As for Norman's disappointing Grand Slam finishes during his prime years, they are frankly quite puzzling; he obviously won a lot of big events in order to maintain his world number one ranking, so it's not like Norman does not know how to manage final round pressure and emerge victorious. I don't believe in luck but Norman seemed to have a lot of bad fortune that directly coincided with good fortune for his opponents in those situations. Perhaps the best explanation is that the traits that make Norman great also leave him vulnerable: he is a confident, aggressive golfer, so the same bold strokes that enable him to carve out big leads can also result in bogeys at the most inopportune times.
Woods is something of an "anti-Norman" in terms of Grand Slams. While Norman will forever be known as the Shark who let many "fish" get away, Woods has never lost a Grand Slam after having the 54 hole lead. As I mentioned in a July 23, 2007 post titled "The Difference Between Winners and Champions," "I hear golf analysts make much of the fact that on the one hand Woods rarely gives up a lead on Sunday but on the other hand he has never come from behind on Sunday to win a major. I think that the former is much more significant than the latter. When Woods has his 'A' game, as he would put it, he wins, point blank--he gets a lead, he keeps it and they put his name on the trophy. When he has his 'B' or 'C' game, he still may be in contention just because he is so good but someone else who is having the tournament of his life may end up winning."

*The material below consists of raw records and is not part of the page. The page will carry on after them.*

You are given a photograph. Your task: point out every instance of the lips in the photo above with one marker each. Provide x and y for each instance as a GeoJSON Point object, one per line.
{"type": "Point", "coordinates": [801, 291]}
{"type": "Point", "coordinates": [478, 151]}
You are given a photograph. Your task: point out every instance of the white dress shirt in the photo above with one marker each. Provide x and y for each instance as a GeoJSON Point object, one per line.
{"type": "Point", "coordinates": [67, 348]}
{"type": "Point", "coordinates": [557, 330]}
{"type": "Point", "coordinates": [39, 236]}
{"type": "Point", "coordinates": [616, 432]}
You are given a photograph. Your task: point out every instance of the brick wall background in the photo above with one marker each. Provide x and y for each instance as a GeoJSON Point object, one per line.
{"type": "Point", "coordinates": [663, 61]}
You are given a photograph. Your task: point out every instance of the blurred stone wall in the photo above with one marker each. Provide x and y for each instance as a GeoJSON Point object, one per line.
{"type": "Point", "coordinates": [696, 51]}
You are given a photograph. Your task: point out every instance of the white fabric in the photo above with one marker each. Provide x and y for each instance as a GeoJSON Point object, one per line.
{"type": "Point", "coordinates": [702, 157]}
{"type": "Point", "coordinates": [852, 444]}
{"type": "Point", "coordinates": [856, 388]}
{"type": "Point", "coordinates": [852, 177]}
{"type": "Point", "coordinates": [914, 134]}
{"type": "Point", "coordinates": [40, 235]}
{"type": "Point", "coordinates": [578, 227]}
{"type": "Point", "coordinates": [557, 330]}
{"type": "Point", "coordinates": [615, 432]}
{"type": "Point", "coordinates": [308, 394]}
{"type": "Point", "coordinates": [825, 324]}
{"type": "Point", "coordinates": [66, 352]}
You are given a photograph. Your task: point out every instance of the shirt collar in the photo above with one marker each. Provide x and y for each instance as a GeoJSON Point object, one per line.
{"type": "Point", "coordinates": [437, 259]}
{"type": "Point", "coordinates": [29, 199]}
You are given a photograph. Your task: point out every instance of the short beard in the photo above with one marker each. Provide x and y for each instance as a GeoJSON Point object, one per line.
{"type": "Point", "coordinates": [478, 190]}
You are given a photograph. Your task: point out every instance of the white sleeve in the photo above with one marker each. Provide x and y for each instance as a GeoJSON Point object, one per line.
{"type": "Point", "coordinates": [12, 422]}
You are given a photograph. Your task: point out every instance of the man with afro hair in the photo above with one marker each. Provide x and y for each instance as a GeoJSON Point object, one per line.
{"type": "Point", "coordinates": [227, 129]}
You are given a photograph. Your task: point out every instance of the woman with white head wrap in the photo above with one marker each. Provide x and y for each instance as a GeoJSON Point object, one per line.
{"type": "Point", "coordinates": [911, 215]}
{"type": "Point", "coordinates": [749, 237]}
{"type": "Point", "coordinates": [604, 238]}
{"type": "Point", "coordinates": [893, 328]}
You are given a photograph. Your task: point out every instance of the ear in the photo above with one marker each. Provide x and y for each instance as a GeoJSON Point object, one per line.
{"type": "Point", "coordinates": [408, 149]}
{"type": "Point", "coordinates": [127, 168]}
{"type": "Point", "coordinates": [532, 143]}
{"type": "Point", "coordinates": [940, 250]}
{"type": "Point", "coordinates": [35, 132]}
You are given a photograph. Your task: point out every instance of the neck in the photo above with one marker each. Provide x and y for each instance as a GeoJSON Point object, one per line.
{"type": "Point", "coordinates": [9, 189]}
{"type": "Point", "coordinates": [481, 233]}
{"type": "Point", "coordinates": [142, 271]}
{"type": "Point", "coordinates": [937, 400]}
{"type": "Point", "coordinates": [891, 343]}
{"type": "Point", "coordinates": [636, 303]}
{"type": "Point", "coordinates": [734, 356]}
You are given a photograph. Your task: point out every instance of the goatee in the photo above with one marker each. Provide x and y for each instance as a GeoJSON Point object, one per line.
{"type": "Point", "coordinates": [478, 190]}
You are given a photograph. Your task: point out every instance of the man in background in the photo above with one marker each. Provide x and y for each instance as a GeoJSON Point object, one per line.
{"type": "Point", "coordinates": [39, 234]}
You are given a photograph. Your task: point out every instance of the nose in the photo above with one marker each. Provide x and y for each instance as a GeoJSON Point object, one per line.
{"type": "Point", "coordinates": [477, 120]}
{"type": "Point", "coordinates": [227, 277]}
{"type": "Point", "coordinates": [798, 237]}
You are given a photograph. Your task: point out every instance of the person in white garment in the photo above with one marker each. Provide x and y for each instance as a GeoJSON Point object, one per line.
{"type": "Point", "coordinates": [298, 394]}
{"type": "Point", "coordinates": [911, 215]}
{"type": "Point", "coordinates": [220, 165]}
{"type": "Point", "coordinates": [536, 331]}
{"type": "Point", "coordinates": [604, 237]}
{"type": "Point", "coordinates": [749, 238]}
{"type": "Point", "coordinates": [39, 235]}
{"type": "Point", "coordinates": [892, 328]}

According to the standard that I mentioned in that post, Woods is a "champion" while Norman is a "winner" but I wonder if in this case that harsh distinction is really fair or accurate. Norman spent the better part of a decade ranked as the number one player in the world in his sport and he did win two Grand Slams. Even though Norman has come up short so many times in Grand Slams, I must say that he is still a champion--just not as great a champion as Woods, who seems to be on a path to become the greatest champion in golf history and one of the greatest champions in sports history.